Someone told me something yesterday that I didn’t think I would ever hear said about me.
“You have such a hard exterior shell. I’m glad you are finally opening it up to me.”
Never in a million years did I ever think that was true. I’m quiet and reserved yes, but once you get to know me I am extremely friendly and talkative… I lived with this particular person in the middle of no where in Mexico for three months last summer and have been good friends with them since then. I don’t understand how I could seem to have had an exterior shell that whole time.
But anyway.. I didn’t realize that that statement was going to be a foreshadowing.
My heart is broken. I knew it was going to break… I mean it kinda already was. I was prepared for it. Yes I did hold a small bit of hope, but I was prepared for what I was getting myself into. What I was not prepared for was the betrayal that I feel like I have gotten from a friend about the whole situation in which I knew I was getting my heart broken in.

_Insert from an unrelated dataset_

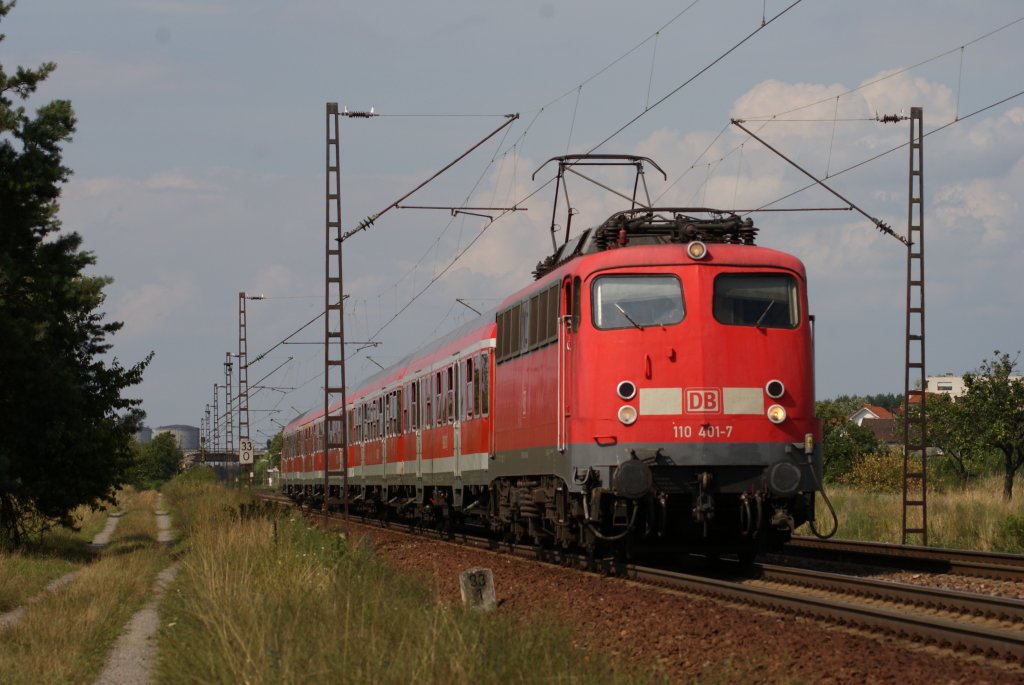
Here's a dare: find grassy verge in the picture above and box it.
[804,476,1024,551]
[0,501,112,612]
[157,478,656,684]
[0,489,170,684]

I’m hurt. I’m sad. I feel unloved. I am so upset. I’m all these emotions at one time. But the thing is… I have a thesis due in 5 days. I don’t have time for this. I’m officially shutting down my emotions.
That exterior shell is now becoming the inner me, because I don’t want any part of these emotions anymore. They’ve gotten in the way of my academic dreams, but I won’t let them anymore. I’m not good enough nor will I ever be. So I’ll get rid of those feelings that make me feel that way and not feel them.
Just give me a moral compass. That is all I need. Nothing more.
I envy the Tin Man and his heartlessness. My heart has been wasted and is of no further use.
Dear Tin Man,
You can have my heart, because I don’t want it anymore.